I changed priv mode but still there is no -M options. Any idea?
have you tried it?
Ofcourse;
*> priv set diag
*> sysstat -M 1
usage: sysstat [-c count] [-s] [-u | -x | -f | -i | -b] [interval]
-c count - the number of iterations to execute
-s - print out summary statistics when done
-u - print out utilization format instead
-x - print out all fields (overrides -u)
-f - print out FCP target statistics
-i - print out iSCSI target statistics
-b - print out SAN statistics
interval - the interval between iterations in seconds, default is 15 seconds
i have a fas2040, my output looks like this
usage: sysstat [-c count] [-s] [-u | -x | -m | -f | -i | -b] [interval]
-c count - the number of iterations to execute
-s - print out summary statistics when done
-u - print out utilization format instead
-x - print out all fields (overrides -u)
-m - print out multiprocessor statistics
-f - print out FCP target statistics
-i - print out iSCSI target statistics
-b - print out SAN statistics
interval - the interval between iterations in seconds, default is 15 seconds
filer2*> sysstat -M 1
ANY1+ ANY2+ AVG CPU0 CPU1 Network Storage Raid Target Kahuna WAFL_XClean SM_Exempt Cifs Exempt Intr Host Ops/s CP
0% 0% 0% 0% 0% 0% 0% 0% 0% 0% 0% 0% 0% 0% 0% 0% 0 0%
2% 0% 1% 0% 2% 0% 0% 0% 0% 2% 0% 0% 0% 0% 0% 0% 0 10%
0% 0% 0% 0% 0% 0% 0% 0% 0% 0% 0% 0% 0% 0% 0% 0% 0 0%
0% 0% 0% 0% 0% 0% 0% 0% 0% 0% 0% 0% 0% 0% 0% 0% 0 0%
The 2020 is a single CPU/single core, so there is no "-M" option. The 2040 is a single CPU/dual core, so "-M" is viable there.
Check that none of your NFS hosts are accessing the filer over the e0M management interface. A single GbE host connecting to that interface which is 10/100, causes TCP buffer offloading to the CPU.

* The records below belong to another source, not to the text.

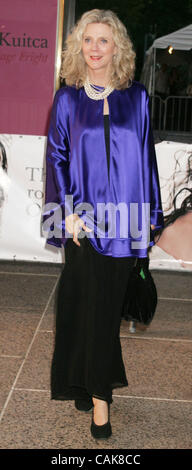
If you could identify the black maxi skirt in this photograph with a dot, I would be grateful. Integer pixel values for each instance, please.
(87, 359)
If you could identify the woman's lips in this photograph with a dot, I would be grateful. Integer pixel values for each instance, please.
(95, 58)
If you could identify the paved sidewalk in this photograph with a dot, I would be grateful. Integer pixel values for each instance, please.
(153, 412)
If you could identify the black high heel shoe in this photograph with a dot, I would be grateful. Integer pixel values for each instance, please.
(101, 431)
(83, 404)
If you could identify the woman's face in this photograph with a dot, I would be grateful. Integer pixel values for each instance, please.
(98, 46)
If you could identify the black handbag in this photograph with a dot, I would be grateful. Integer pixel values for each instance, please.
(141, 295)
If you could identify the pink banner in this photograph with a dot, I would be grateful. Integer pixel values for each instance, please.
(28, 30)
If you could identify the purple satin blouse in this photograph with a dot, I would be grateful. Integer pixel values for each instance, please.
(118, 205)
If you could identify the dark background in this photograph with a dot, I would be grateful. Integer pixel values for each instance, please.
(145, 19)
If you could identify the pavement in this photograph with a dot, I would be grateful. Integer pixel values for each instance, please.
(153, 412)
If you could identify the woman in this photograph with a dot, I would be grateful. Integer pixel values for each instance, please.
(101, 155)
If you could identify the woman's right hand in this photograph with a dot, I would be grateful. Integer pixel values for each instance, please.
(74, 224)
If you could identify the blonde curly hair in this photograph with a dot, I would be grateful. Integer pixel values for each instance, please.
(73, 68)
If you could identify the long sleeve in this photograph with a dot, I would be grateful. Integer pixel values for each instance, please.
(156, 213)
(57, 170)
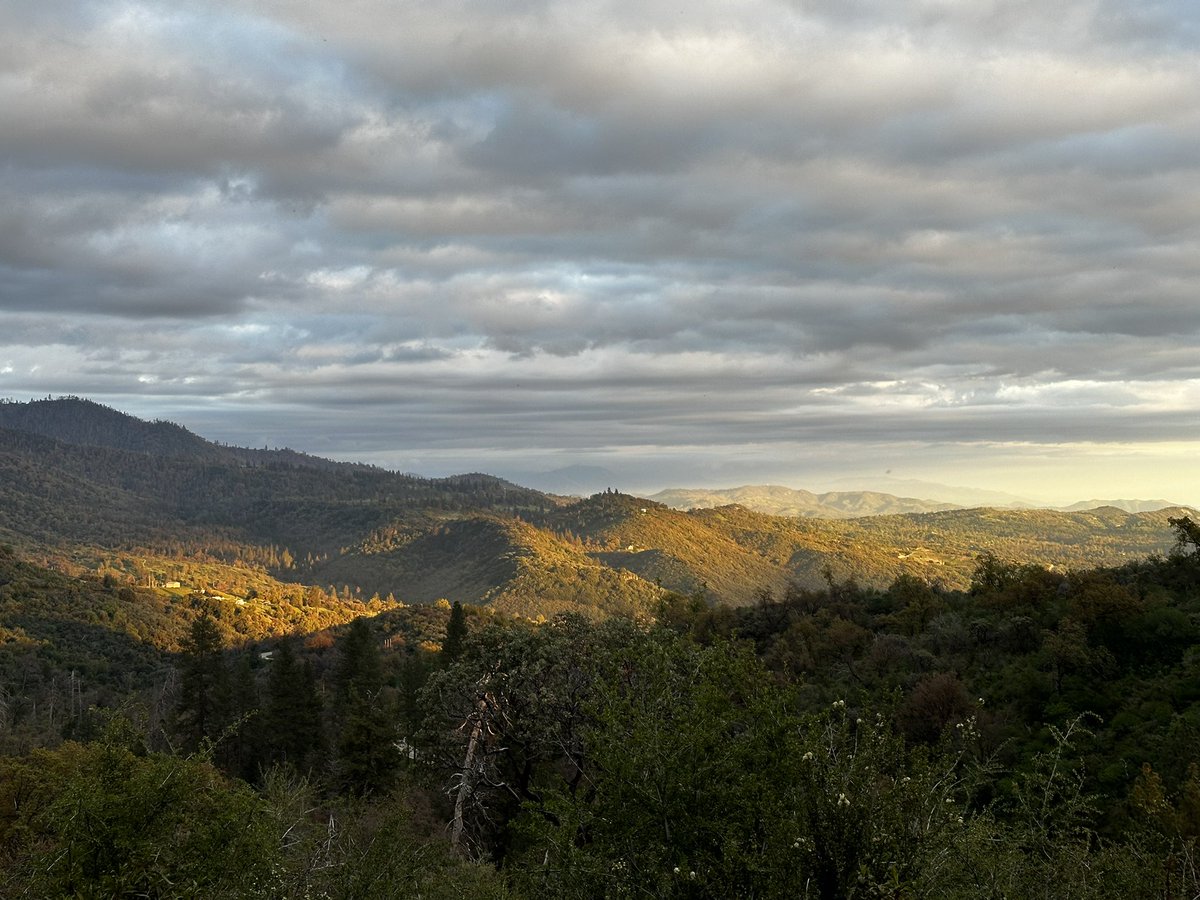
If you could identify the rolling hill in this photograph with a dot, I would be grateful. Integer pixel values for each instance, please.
(94, 489)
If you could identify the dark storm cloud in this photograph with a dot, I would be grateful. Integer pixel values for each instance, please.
(472, 225)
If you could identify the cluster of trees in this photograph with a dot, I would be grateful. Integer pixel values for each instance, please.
(1037, 735)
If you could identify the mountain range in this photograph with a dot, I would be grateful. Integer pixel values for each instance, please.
(87, 486)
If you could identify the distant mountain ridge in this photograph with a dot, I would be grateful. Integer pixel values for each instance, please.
(85, 483)
(84, 423)
(778, 501)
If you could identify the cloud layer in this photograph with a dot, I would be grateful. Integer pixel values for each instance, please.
(777, 233)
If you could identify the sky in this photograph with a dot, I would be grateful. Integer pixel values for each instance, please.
(700, 244)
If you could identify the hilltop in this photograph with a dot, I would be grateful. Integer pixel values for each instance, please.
(95, 489)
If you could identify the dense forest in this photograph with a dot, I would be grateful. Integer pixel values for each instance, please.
(245, 673)
(1036, 735)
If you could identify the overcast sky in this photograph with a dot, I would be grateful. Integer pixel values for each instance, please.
(696, 244)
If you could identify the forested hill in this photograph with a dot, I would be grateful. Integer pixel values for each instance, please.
(107, 492)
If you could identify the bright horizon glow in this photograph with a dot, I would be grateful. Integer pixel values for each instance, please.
(696, 246)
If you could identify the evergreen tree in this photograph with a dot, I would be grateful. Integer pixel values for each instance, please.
(366, 723)
(359, 667)
(456, 633)
(293, 712)
(204, 697)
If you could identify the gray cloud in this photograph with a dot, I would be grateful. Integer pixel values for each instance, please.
(733, 235)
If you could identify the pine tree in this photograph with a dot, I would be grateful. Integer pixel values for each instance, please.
(366, 723)
(293, 712)
(456, 633)
(203, 709)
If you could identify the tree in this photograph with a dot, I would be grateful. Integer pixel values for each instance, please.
(204, 696)
(366, 724)
(293, 711)
(456, 633)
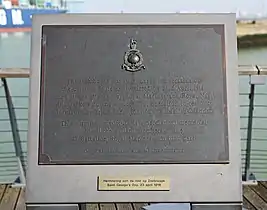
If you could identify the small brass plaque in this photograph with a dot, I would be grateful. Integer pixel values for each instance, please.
(150, 183)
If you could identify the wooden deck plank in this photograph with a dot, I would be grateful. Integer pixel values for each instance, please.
(138, 206)
(107, 206)
(247, 204)
(260, 190)
(2, 191)
(264, 184)
(21, 201)
(124, 206)
(254, 199)
(10, 198)
(92, 207)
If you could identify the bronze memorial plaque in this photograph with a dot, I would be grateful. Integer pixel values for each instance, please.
(133, 95)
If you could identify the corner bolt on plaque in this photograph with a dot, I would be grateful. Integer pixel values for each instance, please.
(133, 59)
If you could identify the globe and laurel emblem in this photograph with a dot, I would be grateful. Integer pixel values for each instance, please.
(133, 59)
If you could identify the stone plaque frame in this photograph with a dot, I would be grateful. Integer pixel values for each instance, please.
(211, 138)
(188, 182)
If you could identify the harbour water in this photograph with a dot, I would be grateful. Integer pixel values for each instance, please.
(15, 52)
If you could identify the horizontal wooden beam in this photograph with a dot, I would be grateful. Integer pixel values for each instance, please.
(25, 72)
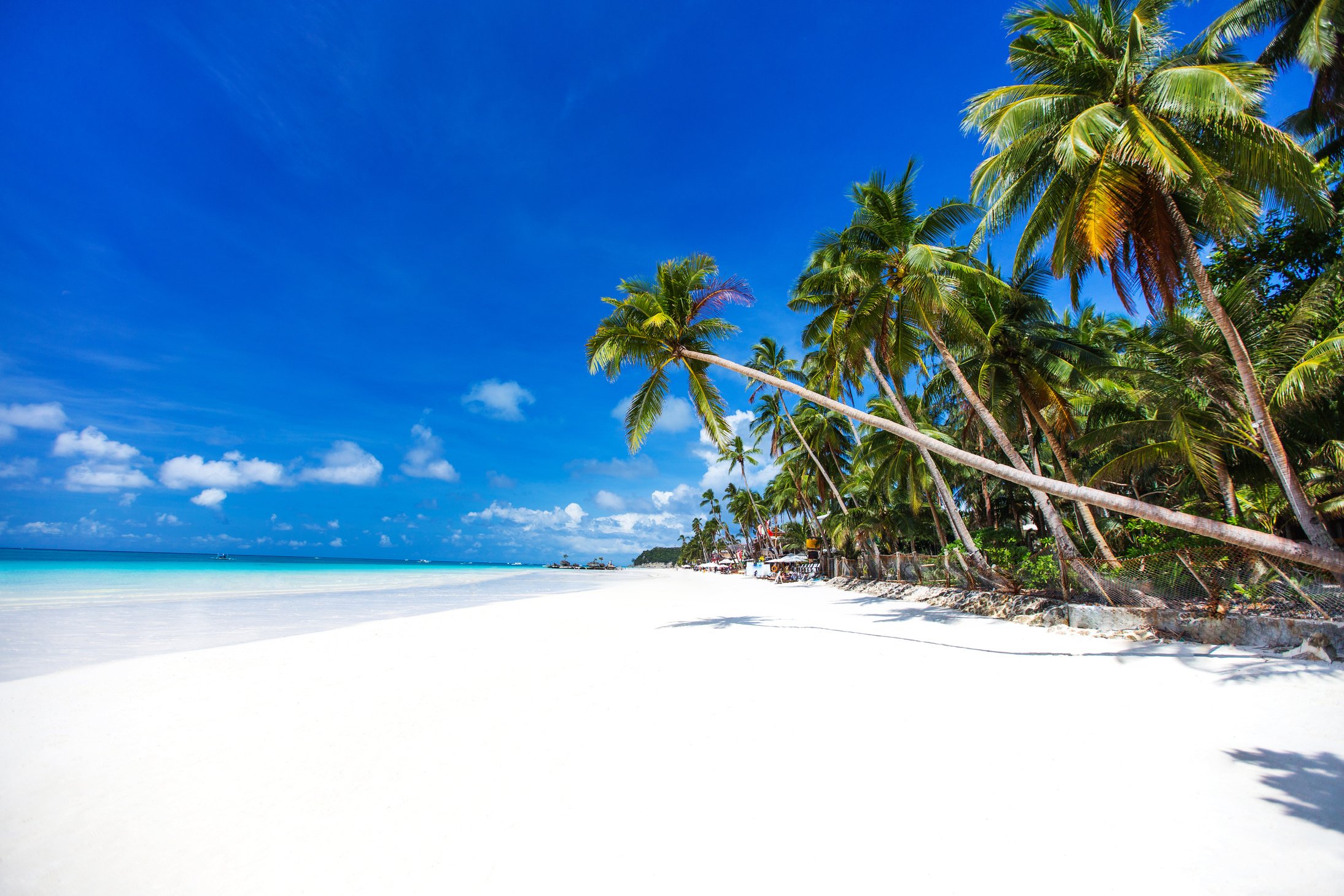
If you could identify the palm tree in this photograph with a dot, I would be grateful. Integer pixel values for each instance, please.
(710, 503)
(1305, 31)
(664, 324)
(1016, 332)
(771, 358)
(769, 421)
(1129, 151)
(890, 264)
(736, 453)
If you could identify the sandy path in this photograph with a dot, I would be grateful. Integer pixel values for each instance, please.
(677, 733)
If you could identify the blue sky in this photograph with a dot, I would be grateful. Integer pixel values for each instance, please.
(315, 279)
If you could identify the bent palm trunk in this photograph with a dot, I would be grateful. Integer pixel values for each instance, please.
(940, 485)
(814, 456)
(1066, 552)
(1240, 536)
(1303, 509)
(1058, 450)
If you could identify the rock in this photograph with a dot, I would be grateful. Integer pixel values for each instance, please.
(1316, 648)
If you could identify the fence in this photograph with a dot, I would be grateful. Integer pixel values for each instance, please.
(1207, 581)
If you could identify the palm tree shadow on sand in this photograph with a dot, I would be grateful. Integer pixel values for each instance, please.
(1313, 786)
(720, 622)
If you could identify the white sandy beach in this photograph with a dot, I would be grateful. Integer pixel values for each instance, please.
(671, 733)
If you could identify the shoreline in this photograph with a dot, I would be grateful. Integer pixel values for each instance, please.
(662, 733)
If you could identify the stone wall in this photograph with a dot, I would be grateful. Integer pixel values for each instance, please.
(1260, 631)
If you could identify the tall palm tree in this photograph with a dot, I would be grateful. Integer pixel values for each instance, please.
(1131, 150)
(710, 503)
(1305, 31)
(771, 358)
(736, 453)
(1016, 332)
(769, 421)
(889, 262)
(666, 324)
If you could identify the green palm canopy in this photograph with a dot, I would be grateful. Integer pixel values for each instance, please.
(651, 328)
(1116, 140)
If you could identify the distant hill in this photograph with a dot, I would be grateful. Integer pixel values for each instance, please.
(658, 555)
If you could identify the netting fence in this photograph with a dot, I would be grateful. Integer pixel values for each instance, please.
(1206, 581)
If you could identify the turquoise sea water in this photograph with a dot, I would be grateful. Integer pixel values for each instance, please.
(62, 609)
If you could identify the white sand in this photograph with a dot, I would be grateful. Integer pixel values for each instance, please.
(808, 743)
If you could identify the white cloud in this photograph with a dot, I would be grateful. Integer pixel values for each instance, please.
(210, 497)
(233, 472)
(105, 477)
(628, 523)
(678, 495)
(499, 480)
(91, 444)
(346, 464)
(500, 401)
(22, 469)
(31, 417)
(678, 415)
(41, 528)
(425, 460)
(107, 465)
(718, 474)
(567, 517)
(632, 468)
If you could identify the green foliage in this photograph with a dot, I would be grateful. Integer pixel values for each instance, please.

Also check to make sure that none of your hosts are using the mount options actimeo=0 or noac, this causes a full attribute return everytime a host looks, touchs, writes, read, modifies a file. The 2020 would be hard pressed, even with only five hosts to run with that mount option set. These are used mainly for databases...again the 2020 is not a high end storage system and not capable of serving data with these requirements outside of a couple of machines.
- Scott
None of our NFS hosts are accesin vie e0M. All of them connects via gbit.
cat /etc/fstab
# Device Mountpoint FStype Options Dump Pass#
/dev/ada0s1b none swap sw 0 0
/dev/ada0s1a / ufs rw 1 1
/dev/acd0 /cdrom cd9660 ro,noauto 0 0
10.50.10.10:/www /var/www nfs rw,tcp,async,noatime,nfsv3,wsize=65536,rsize=65536 0 0
10.50.10.10:/vol/vol3 /storage nfs rw,tcp,async,noatime,nfsv3,wsize=65536,rsize=65536 0 0
We had a similar problem with our 3020 system, though not due to ontap upgrade, but it just started one day.
In our case the issue was with network domain being busy, but I wonder why it is happening across all sites in your case. Since your storage does not support sysstat -M(capital), so it is difficult to debug the cause of CPU busy, the only way out is, you send the perfstat to Netapp support, to find out which process is keeping the CPU busy.